Werte allein begründen keine zündende Vision einer gemeinsam bewohnten Welt. Die EU hat nur dann eine Zukunft, wenn es gelingt, eine gemeinsame Geschichte zu schaffen. Anmerkungen eines Theologen und Ethikers zum Brexit.

| Von Ulrich H. J. Körtner


Der Brexit bedeutet nicht das Ende der Europäischen Union, aber das Ende der Illusion, der europäische Integrationsprozess sei unumkehrbar und schreite unaufhaltsam voran. Nun zeigt sich, dass die EU kein Selbstläufer ist. Auch die vermeintliche Alternativlosigkeit der EU-Politik der vergangenen Jahre, mit welcher der Bruch selbst gesetzter Regeln – sei es in der Geldpolitik, sei es in der Asylpolitik und bei der Grenzsicherung – gerechtfertigt wurde, hat sich als Fehleinschätzung erwiesen. Es gibt im Leben immer Alternativen, bessere und schlechtere. Doch wer die Menschen von seiner Politik überzeugen will, braucht vernünftige Gründe, über die in einer Demokratie offen zu debattieren und zu streiten ist, aber nicht das Totschlagargument der Alternativlosigkeit. Ein „Weiter so“ oder „Jetzt erst recht“ wäre für die Zukunft der EU verheerend.

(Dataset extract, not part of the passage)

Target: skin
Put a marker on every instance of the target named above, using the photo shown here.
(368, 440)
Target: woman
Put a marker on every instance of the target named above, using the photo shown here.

EU hat keine Bestandsgarantie

Schon melden sich wieder Stimmen, die EU sei noch aus jeder Krise gestärkt hervorgegangen. Wer an den Hegel’schen Weltgeist glaubt, mag den Brexit für eine List der Geschichte sehen, um die EU zu überfälligen Reformen zu bewegen und so die europäische Idee in einem dialektischen Prozess zu ihrem Ziel zu führen. Aber dieser Glaube ist eine Illusion. Wie alle politischen Gebilde hat auch die EU keine Bestandsgarantie, und es hängt nicht nur von ihren Politikern, sondern auch von ihren Bürgern, also von uns allen, ab, was aus ihr wird und welche Zukunft ihr beschieden ist.
Europa sieht ziemlich alt aus, und das in mehrfacher Hinsicht. Alt und verbraucht erscheinen nicht nur das politische Establishment und sein Politikstil. Auch die europäische Bevölkerung altert. Die Zahl der Pensionisten steigt, unter denen Verlustängste wachsen. Das alternde Europa hat den Eindruck, dem Druck der Globalisierung nicht gewachsen zu sein. Es waren vor allem ältere Menschen, die in Großbritannien für den Brexit gestimmt haben, während die jüngeren mehrheitlich für den Verbleib in der EU gewesen sind. Sie müssen nun um ihre Zukunftschanchen fürchten. Auch in anderen Ländern Europas finden populistische Parteien und Parolen – von rechts wie von links – unter älteren Menschen Zulauf, freilich auch unter jungen Leuten mit schlechter Bildung und Abstiegsängsten, die sich als Globalisierungsverlierer sehen. Im internationalen Vergleich, etwa mit China und anderen Ländern Asiens, schaut Europa einigermaßen alt aus, wenn es zum Beispiel um Digitalisierung und Industrie 4.0 geht.
Die eigentliche Krise aber besteht darin, dass viele Menschen die europäische Idee für alt und verbraucht halten, während der überwunden geglaubte Nationalismus seine Auferstehung feiert. Parolen von Heimat und nationaler Selbstbestimmung verfangen bei Menschen, denen die globalisierte, moderne Welt zu komplex und bedrohlich geworden ist. Nicht Europa, sondern die eigene Nation gilt ihnen als Schicksalsgemeinschaft. Dass die Beschwörung der nationalen Selbstbestimmung Großbritannien eher zum Ende des Vereinigten Königreiches führen wird – schon fordert Schottland ein neues Unabhängigkeitsreferendum – als zum Ende der EU, ist ein bitterer Treppenwitz der Geschichte.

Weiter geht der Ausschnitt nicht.